Celui qui s'élançait comme un géant du haut des cieux pour sauver les âmes, devait, inspiré par l'amour, se faire le Bon Pasteur à la recher­che de la brebis égarée. Il devait prendre les traits et le rôle du père de fa­mille courant au-devant du prodigue et lui ménageant un festin à son re­tour.

Qui pourra dire les ardents désirs du Cœur de Jésus pour le salut des âmes? Une de ses révélations à sainte Mechtilde nous aide à le compren­dre, «Viens ici te reposer et dormir à mes pieds, dit Jésus à la sainte». Obéissant aussitôt, elle posa sa tête sur les pieds de Jésus, si bien que son oreille était collée à la plaie du pied; de là, elle entendit cette plaie bouil­lonner comme une chaudière en feu». Quel bruit, lui dit le Seigneur, sort de cette chaudière bouillante? Mechtilde pensant en elle-même qu'elle n'en savait rien, le Seigneur reprit: «Cette chaudière bouillante fait un bruit qui semble dire: Cours, cours! Et c'est ainsi que l'amour ar­dent et bouillant de mon Cœur m'a toujours pressé, me disant: «Cours, cours de travaux en travaux, de ville en ville, de prédication en prédica­tion; jamais il ne m'a laissé de repos, jusqu'à ce que j'eusse accompli ju­squ'au bout tout ce qui était nécessaire à ton salut».
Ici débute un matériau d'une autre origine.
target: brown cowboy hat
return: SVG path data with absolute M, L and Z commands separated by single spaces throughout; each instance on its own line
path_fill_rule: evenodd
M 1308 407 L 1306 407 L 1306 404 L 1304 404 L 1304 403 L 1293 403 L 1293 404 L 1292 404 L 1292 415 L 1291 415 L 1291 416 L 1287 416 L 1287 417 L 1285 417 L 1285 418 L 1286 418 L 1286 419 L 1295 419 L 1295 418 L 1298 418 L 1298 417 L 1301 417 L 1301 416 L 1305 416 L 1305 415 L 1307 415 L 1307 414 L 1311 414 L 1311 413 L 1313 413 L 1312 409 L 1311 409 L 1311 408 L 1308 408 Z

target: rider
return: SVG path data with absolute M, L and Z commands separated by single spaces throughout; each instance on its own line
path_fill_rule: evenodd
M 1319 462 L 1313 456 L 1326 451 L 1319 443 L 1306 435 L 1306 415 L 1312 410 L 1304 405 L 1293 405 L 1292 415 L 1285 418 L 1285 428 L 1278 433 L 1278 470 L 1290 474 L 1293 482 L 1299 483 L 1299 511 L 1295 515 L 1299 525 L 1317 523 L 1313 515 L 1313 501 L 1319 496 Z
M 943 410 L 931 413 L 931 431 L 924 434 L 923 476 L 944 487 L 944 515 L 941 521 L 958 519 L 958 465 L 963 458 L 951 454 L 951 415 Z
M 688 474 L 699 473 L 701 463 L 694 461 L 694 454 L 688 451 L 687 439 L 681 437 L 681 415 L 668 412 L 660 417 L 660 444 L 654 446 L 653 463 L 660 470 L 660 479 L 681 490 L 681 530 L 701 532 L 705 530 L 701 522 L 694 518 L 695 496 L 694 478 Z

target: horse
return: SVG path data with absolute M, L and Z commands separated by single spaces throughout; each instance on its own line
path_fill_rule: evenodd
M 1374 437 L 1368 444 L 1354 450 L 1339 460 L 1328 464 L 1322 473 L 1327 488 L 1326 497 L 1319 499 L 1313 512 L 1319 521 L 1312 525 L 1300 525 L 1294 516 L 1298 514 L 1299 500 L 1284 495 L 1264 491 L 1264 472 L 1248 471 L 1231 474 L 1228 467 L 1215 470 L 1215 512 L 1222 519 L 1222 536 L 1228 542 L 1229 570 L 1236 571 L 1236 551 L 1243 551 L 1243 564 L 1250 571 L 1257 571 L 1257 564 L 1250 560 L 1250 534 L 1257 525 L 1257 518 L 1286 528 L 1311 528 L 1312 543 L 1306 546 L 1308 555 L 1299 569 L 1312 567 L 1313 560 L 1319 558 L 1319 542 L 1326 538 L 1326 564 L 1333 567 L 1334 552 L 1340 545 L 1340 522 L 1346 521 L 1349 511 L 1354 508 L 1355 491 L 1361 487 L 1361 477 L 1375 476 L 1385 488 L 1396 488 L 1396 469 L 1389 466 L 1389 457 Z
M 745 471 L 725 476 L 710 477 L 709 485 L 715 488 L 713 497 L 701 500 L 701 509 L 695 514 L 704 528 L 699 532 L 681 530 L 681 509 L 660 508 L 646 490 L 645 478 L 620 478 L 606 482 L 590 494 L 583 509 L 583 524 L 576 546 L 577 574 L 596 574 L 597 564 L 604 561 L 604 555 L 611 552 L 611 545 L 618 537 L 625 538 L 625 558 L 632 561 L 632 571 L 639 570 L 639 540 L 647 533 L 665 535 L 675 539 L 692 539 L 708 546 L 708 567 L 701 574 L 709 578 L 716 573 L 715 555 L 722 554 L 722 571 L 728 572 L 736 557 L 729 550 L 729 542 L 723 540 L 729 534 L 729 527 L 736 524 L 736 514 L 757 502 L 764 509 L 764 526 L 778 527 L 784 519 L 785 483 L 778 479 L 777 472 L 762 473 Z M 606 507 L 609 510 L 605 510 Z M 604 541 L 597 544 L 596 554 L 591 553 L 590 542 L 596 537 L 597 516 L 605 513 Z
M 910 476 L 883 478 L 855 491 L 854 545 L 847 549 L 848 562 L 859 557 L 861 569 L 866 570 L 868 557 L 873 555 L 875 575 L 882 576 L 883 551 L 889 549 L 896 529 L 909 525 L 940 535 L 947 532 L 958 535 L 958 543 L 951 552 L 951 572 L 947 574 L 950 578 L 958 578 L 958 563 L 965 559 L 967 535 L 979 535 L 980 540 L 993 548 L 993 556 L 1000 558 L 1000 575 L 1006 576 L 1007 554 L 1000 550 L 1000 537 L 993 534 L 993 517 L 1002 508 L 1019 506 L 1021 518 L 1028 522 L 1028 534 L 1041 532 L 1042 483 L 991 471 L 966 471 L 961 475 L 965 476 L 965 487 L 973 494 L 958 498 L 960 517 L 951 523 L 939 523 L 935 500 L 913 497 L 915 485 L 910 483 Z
O Jésus, vous vous êtes assis, épuisé de fatigue de m'avoir poursuivi! Vous m'avez racheté par le supplice de la croix! que tant de sacrifices ne soient pas perdus.

Toutes les œuvres du Christ procèdent de son Cœur, de ce Cœur flo­rissant et aimant, comme il dit lui-même, d'où s'est écoulé et s'écoulera sans fin tout bien, toute joie et toute félicité au ciel et sur la terre. De mê­me ses paroles, citées dans l' Evangile sont toutes venues de cette source sacrée.

Il voulut le faire comprendre à sainte Mechtilde. Il lui ouvrit la plaie de son très doux Cœur et lui dit: «Regarde l'étendue de mon amour. Si tu veux le bien connaître, ne cherche rien de plus clair que les paroles de l'Evangile. Jamais on n'a entendu de paroles exprimant un amour plus tendre que celles-ci: Comme mon père m'a aimé, ainsi je vous ai aimés. Il en est d'autres semblables que j'ai adressées, tant à mes disciples qu'à mon Pè­re, en comblant ceux-là de mes bienfaits».

Rien, en effet, ne peut mieux exprimer l'immensité de l'amour du Sacré-Cœur pour nous que ces paroles: «Comme mon Père m'a aimé, je vous aime». Eh quoi! nous sommes aimés par Jésus comme il est aimé par son Père! Mais il est aimé par-dessus tout, mais il est aimé jusqu'à être l'unique objet de ses complaisances: «Voici mon Fils bien-aimé, en qui je me suis complu».

L'Evangile est rempli de paroles sorties du Cœur de Jésus. Celle que nous venons de citer les résume toutes; elle est la plus étonnante. - Et si Jésus nous aime tant, pourquoi ne l'aimons-nous pas davantage?

Les larmes de Notre-Seigneur nous disent aussi son amour.

Il n'est pas dit dans le saint Evangile que Notre-Seigneur ait souri, mais il est dit qu'il a pleuré. Il pleura sur Lazare, image de l'âme morte par le péché; il pleura sur Jérusalem, la cité ingrate et endurcie. D'au­tres larmes sont tombées des yeux du divin Maître. A quelle occasion, et que sont devenues ces larmes? Ecoutons Jésus le dire à sainte Mechtilde.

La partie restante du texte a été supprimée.